Hacker News new | comments | show | ask | jobs | submit login
Show HN: Gaia – Build powerful pipelines in any programming language (github.com)
133 points by michelvocks 11 days ago | hide | past | web | favorite | 40 comments





"Any programming language" but only Go is currently available and it's not clear whether other languages need anything besides gRPC support in order to be eligible.

Cool idea, early code, we'll see whether it goes anywhere.


Hello myWindoonn. First of all, sorry for the late reply.

Actually, gRPC is the only requirement for pipelines. I hope can make this more clear in the future! :-)


the screenshot has go, java, c++, and nodeJS as choosable languages....

From the first few paragraphs of the README, "Develop pipelines with the help of SDKs (currently only Go) and simply check-in your code into a git repository." If they've added those others in the intervening time, then great!

https://github.com/gaia-pipeline/gaia/issues/15 2 days ago

> Sadly, gaia is in alpha phase and we currently only support pipelines written in go.


The language used in the README is extremely odd.
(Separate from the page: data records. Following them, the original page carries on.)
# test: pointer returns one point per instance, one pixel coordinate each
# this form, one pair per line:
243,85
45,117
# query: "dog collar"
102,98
What do you mean by pipeline? The term 'priority' is confusing because what you describe is not a classical interpretation of priority. That sounds more like job ordering with a limited DAG form of dependencies (sequential, fan out, fan in). How does data flow from one job to the next and how does it get combined for a fan-in? What if I have two jobs that get fanned in to? More documentation coverage of the basics of what you're talking about would help.

Hey jsd1982. Sorry for the late reply. You are right, I didn't describe the term "pipeline" explicitly. A pipeline is a compilation of functions which do "something". We used/use "priority" to determine to order of execution of these functions. We already noticed that priority is probably a bad name and we actually need something different (https://github.com/gaia-pipeline/gaia/issues/19). We are currently working hard on the documentation part (https://gaia-pipeline.io). The project is really early. I hope we can improve within the next weeks/month a lot! :-)

There's a pretty interesting apache project called NiFi that's kind of similar, it's for data flow across different softwares. Apparently was developed and is still used at the NSA.

https://nifi.apache.org/docs/nifi-docs/html/overview.html


Very interesting. The provenance tracking is a nice feature that I haven't seen a lot of in other systems.

Any examples of this being used in the wild?


Can anyone give an example of what this would be useful for? I don't really understand its use case and the one sort of example in an image, of creating a k8s namespace and deployment, is covered by our CI/CD system. If this is meant to replace that and be part of the CI/CD I don't see anything talking about how to trigger the pipelines.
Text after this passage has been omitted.